Svetlana Serak is a Senior Optical Engineer at Beam Engineering for Advanced Measurements Corporation. She received a PhD degree in Physics, with specialization on Physical and Quantum Electronics from the Institute of Electronics of the Belarussian Academy of Sciences (Minsk, 1986), where she had a position of the Head of Nonlinear Optics Group. Her group was the first to demonstrate trans-cis isomerization induced with nanosecond laser pulses in azobenzene liquid crystals (1979). Her experience and interests relate to laser physics and engineering, optics, electro-and nonlinear optics of liquid crystals, dynamic holography and phase conjugation, beam combining and beam steering, optical switching and information recording, diffractive waveplates, including gratings and lenses. She has over 100 publications, book chapters, and a series of patents.
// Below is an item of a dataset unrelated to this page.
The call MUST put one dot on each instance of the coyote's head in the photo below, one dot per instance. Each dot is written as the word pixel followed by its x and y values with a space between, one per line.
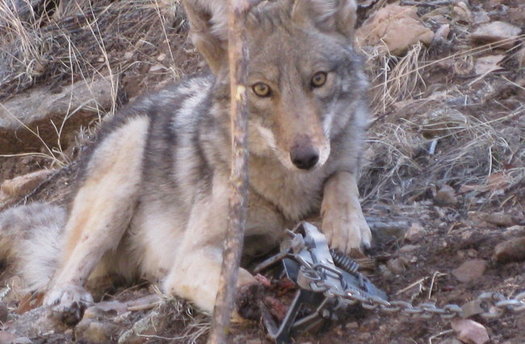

Nelson Tabiryan is the CEO of Beam Engineering for Advanced Measurements Corporation. He received his PhD degree in Physics and Mathematics from the Institute of Physical Investigations of the Armenian Academy of Sciences, Yerevan, in 1982 and his DSc degree from the Highest Qualifying Commission of the USSR in 1986. He is an OSA fellow and a recipient of the Frederiks Medal. He is the Chairman of Optics of Liquid Crystals (OLC) advisory board (2007–2011); Chairman and co-chairman of international meetings OLC-2005 (Sand Key, Florida), OLC-2007 (Puebla, Mexico), SPIE’s Display Sciences (Berlin, Germany, 1996). He is an Alexander von Humboldt Stipendium (1992–1994) recipient and a keynote, plenary, and invited speaker in many major conferences. He has over 250 refereed publications, a monograph, and was a guest editor for conference proceedings. His interests and expertise include diffractive waveplates; optics, electro-optics, and nonlinear optics of liquid crystals; polarization holography; displays; control and characterization of laser beams.
Acknowledgments
We acknowledge the cooperation of all co-authors of the papers we published on the argument Sameh Ferjani, Alessandro Tedesco, Ivan Trebisacce, V. Barna, N. Scaramuzza from our department; Giovanni Gilardi, Rita Asquini, Antonio d’Alessandro, from Dipartimento di Ingegneria dell’Informazione, Elettronica e Telecomunicazioni, Sapienza Università di Roma; Domenico Donisi, Romeo Beccherelli, from Istituto per la Microelettronica e Microsistemi (CNR-IMM), Roma; Sathyanarayana Paladugu, from Department of Physics, Bilkent University, Ankara, Giovanni Volpe, Domenico Alj, from Soft Matter Lab, University of Gothenburg.
The research leading to these results received partial funding from the European Union’s Seven Framework Programme (FP7/2007-2013) under grant agreement no. 228455.
Author contributions
R.C., L.D.S., A.D.L., G.S., N.T., R.B., and C.U. conceived and planned the experiments and contributed to the interpretation of the results; R.C., L.D.S., A.D.L., and S.S. contributed to the preparation of the samples and carried out the measurements; A.V. planned and carried out the simulations; G.S., R.B., and C.U. supervised the research; C.U. took the lead in writing the manuscript. All the authors provided critical feedback and helped shape the research, analysis, and manuscript.